Guinea Pig Hypocalcaemia

Guinea Pig Hypocalcaemia is similar in definition to Vitamin C Deficiency. Calcium is an essential mineral for several important functions of the body of a Guinea Pig. It is needed for fetal skeleton as well as for the secretion of milk in lactating sows, making pregnant and nursing guinea pigs prone to Calcium Deficiency if their increased nutritional needs are not being met.

The related type of Calcium Deficiency usually develops in the one to two weeks before or after giving birth. Also at high risk of Calcium Deficiency are obese or stressed Guinea Pigs or Guinea Pigs that have already been pregnant several times.

Some symptoms of Calcium Deficiency are very similar to those in cases where of Pregnancy Toxemia, a significant condition that is characterised as by the the presence of toxins, usually bacteria in the blood (known as Blood Poisoning). The only difference between the two is that with Pregnancy Toxemia the symptoms are a lot more severe then Hypocalcemia and the outcome more inclined to be fatality.

Symptoms and Types

Calcium Deficiency usually develops 1-2 weeks before or shortly after a pregnant Guinea Pig gives birth. Signs associated with Calcium Deficiency include :-

  • Dehydration
  • Depression
  • Loss Of Appetite
  • Muscle Spasms
  • And Convulsions

However some Guinea Pigs may die suddenly without displaying any signs or symptoms.


Deficiency occurs most often in the obese or stressed Guinea Pig, or in Guinea Pigs that have been pregnant several times. In the case of pregnant Guinea Pigs this is due to the extra nutrients required for the birthing process and subsequent nursing routines.

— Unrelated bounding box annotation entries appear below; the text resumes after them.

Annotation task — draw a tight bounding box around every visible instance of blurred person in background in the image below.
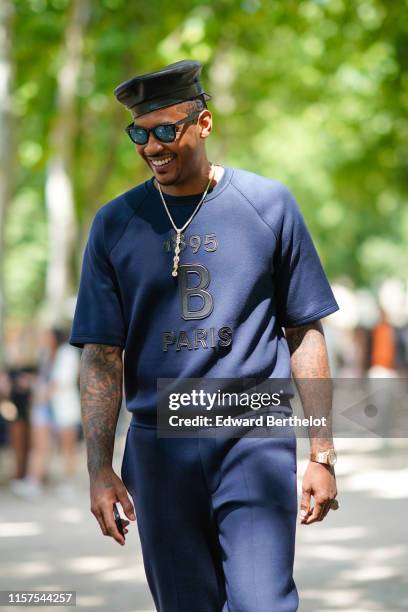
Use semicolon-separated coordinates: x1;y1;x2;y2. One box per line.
8;367;35;488
13;329;81;499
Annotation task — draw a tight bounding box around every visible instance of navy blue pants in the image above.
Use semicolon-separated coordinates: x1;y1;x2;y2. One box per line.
122;420;299;612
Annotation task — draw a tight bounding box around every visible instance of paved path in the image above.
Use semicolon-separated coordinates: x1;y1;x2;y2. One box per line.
0;440;408;612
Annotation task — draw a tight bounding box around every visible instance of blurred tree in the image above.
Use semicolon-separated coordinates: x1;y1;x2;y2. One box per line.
0;0;15;369
6;0;408;326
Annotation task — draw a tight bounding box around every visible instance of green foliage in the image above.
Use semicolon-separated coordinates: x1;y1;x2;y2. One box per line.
7;0;408;316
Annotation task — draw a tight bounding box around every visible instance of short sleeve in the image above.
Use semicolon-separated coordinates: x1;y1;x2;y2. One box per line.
69;213;126;348
274;187;339;327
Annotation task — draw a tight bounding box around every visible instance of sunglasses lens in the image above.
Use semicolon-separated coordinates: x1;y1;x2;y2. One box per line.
129;125;149;144
153;125;176;142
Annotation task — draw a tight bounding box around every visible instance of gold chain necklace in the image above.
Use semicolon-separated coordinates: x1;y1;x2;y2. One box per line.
156;164;215;276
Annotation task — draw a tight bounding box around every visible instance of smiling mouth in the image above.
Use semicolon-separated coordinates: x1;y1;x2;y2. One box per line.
149;155;175;168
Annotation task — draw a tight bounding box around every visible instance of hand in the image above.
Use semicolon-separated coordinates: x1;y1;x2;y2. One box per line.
90;467;136;546
300;461;337;525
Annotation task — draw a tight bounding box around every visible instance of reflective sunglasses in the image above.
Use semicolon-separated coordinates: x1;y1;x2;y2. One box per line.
125;111;201;144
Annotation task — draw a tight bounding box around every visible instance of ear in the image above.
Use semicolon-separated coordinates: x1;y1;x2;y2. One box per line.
198;108;212;138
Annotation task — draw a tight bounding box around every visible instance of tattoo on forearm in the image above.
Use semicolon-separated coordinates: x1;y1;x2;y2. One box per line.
285;321;333;443
80;344;123;478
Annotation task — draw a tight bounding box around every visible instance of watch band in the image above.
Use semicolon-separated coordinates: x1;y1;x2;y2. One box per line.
309;448;337;465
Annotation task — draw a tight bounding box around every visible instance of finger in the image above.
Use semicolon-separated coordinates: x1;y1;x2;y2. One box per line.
305;500;324;525
118;489;136;521
300;489;310;521
93;510;108;535
103;509;125;546
320;502;330;521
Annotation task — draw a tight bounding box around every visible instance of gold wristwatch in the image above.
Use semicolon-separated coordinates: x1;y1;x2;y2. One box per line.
309;448;337;466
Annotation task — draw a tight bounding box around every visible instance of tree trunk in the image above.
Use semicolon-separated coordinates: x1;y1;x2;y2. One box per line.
0;0;16;368
45;0;91;325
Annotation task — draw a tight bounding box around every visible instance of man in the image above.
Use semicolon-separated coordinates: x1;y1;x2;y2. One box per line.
71;61;338;612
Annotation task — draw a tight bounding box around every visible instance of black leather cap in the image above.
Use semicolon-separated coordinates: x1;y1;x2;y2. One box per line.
114;60;211;117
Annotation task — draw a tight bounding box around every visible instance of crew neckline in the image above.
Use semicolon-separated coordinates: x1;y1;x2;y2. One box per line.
145;166;233;206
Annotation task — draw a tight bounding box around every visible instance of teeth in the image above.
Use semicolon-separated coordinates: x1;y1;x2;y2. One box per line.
150;157;173;166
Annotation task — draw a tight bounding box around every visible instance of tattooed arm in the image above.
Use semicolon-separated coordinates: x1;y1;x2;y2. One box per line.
285;321;337;525
80;344;135;545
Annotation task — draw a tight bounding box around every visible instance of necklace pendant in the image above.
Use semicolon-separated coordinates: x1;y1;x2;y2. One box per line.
171;230;181;277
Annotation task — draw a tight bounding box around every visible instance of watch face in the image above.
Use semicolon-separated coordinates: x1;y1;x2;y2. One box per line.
327;448;337;465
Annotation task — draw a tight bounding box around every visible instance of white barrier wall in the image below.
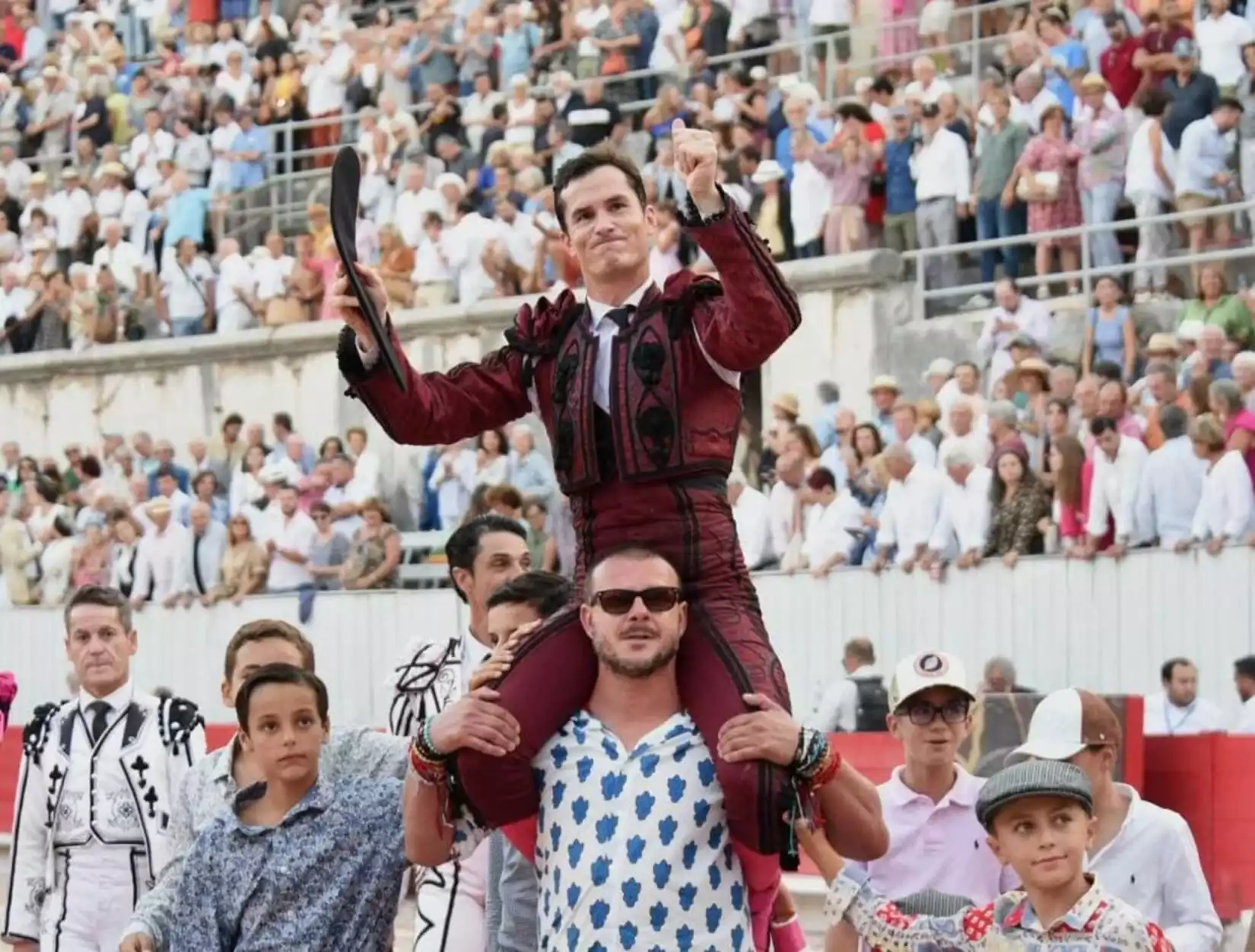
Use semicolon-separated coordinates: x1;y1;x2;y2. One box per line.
0;547;1255;725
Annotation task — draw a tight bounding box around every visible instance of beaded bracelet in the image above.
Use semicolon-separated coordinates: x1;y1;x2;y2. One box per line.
791;728;830;782
409;740;450;786
805;747;841;790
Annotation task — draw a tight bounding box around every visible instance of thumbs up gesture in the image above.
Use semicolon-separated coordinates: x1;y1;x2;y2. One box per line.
672;119;723;214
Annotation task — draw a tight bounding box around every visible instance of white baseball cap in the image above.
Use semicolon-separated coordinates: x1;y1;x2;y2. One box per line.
888;649;977;711
1006;687;1122;764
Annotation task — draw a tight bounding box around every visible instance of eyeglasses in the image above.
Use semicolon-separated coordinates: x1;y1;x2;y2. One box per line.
894;697;971;728
593;587;680;614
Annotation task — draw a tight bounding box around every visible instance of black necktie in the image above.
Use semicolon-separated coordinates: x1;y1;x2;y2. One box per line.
87;701;113;744
606;305;637;330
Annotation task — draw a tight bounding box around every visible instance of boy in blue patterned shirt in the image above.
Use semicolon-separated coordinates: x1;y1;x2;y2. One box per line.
170;665;408;952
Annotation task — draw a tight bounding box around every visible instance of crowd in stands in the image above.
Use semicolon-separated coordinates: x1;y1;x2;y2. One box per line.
0;0;1255;603
729;308;1255;579
0;414;573;607
0;0;1255;357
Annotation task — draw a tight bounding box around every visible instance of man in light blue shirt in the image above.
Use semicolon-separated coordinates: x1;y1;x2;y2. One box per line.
230;106;271;192
1133;406;1207;548
510;423;558;506
1176;97;1243;261
164;170;212;249
500;4;541;87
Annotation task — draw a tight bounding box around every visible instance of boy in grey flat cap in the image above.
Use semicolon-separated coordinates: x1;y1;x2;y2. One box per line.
824;760;1172;952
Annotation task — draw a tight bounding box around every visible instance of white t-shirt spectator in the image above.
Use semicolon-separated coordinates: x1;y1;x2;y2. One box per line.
123;129;174;192
91;241;145;294
394;186;444;249
303;43;353;116
1193;10;1255;87
575;4;610;59
409;236;453;284
440;212;500;303
811;0;850;27
322;477;373;539
210;122;240;192
243;14;288;44
214;252;257;334
253;252;296;301
44;188;91;251
904;77;954;103
261;506;317;592
214;69;257;106
160;256;214;320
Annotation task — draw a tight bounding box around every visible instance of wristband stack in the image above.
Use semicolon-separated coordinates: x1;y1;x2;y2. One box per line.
793;728;841;790
409;718;450;786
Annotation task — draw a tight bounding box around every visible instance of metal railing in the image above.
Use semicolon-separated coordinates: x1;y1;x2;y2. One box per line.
902;199;1255;315
228;0;1021;231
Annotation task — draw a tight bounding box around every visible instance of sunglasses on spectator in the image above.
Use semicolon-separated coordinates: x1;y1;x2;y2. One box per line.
894;697;971;728
593;587;680;614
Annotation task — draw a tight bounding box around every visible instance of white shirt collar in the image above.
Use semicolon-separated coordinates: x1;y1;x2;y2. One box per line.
79;678;135;714
589;278;654;331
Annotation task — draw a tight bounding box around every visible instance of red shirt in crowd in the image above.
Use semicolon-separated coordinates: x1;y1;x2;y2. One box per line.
1098;36;1142;109
1139;23;1193;85
863;122;885;224
0;12;27;59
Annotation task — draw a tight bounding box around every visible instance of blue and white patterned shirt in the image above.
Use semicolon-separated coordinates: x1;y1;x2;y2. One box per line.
454;711;753;952
170;776;408;952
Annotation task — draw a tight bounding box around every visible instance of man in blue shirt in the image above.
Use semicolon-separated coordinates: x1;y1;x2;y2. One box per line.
885;106;920;253
158;170;212;250
1038;6;1089;118
500;4;541;87
228;106;270;192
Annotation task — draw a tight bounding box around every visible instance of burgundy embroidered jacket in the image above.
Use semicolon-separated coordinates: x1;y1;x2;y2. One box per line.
338;193;801;494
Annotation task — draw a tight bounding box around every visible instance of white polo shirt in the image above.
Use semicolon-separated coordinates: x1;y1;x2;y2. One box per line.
1087;784;1224;952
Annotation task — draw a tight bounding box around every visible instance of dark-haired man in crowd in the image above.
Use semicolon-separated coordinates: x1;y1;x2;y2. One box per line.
388;514;532;952
472;572;573;952
120;618;409;952
0;585;205;952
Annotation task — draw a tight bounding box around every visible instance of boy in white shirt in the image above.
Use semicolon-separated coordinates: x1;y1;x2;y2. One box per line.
411;212;453;307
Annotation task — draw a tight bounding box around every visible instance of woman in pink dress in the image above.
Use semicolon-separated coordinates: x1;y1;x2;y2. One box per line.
876;0;920;75
1004;106;1082;297
1207;380;1255;487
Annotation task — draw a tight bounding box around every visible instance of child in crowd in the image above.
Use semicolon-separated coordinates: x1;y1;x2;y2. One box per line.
170;664;408;952
826;760;1172;952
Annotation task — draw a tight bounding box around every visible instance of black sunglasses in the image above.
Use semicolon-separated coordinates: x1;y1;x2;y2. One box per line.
593;587;680;614
894;697;971;728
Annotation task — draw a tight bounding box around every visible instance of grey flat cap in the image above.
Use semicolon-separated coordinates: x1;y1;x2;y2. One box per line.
894;890;977;918
977;760;1095;829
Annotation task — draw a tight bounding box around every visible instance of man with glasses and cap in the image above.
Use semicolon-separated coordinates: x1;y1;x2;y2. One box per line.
1009;687;1224;952
0;585;205;952
824;763;1174;952
838;649;1019;950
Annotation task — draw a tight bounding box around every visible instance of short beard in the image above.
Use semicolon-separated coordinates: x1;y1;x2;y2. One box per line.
593;641;680;680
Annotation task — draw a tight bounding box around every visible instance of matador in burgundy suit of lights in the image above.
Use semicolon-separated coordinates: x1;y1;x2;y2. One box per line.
338;192;801;854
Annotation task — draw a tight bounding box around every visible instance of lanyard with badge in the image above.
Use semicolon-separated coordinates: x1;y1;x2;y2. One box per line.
1164;700;1199;736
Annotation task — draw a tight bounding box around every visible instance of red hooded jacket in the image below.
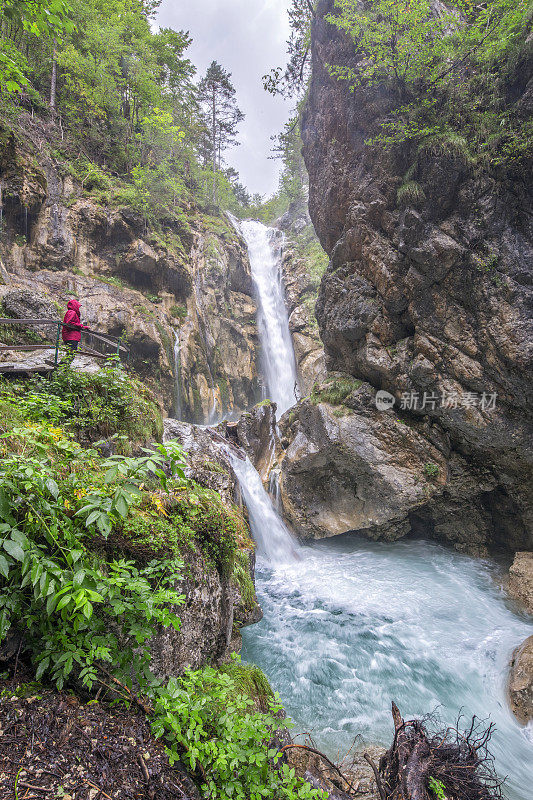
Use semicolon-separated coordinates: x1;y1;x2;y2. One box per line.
62;300;87;342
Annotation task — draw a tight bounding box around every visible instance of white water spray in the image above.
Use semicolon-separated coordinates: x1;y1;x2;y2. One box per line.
228;451;300;564
174;328;183;419
235;220;298;416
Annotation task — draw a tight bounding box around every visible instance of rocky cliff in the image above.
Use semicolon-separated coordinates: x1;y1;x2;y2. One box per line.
282;0;533;551
276;196;326;395
0;115;258;422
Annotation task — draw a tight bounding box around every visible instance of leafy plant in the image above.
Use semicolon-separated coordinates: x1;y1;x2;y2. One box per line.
0;424;183;687
152;667;326;800
428;775;447;800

You will need to provide your Vet with a detailed medical history leading to the onset of the symptoms, such as the following :-

  • Previous Pregnancies
  • Recent Illnesses
  • Previous Diet History

A veterinarian will then make an initial diagnosis based on the symptoms exhibited and by taking the Guinea Pigs current physical status. A different diagnosis may also be required, especially if Pregnancy Toxemia is suspected. Your Veterinarian will possibly run a blood test to confirm the calcium levels in the blood.

Treatment For Hypocalcaemia

Calcium Deficiency can be easily corrected with supplements and insuring your Guinea Pig is fed a Balanced Diet.

Moreover Guinea Pigs that are Pregnant or Lactating should be provided with a food formulated for the nutritional requirements for your Guinea Pigs condition.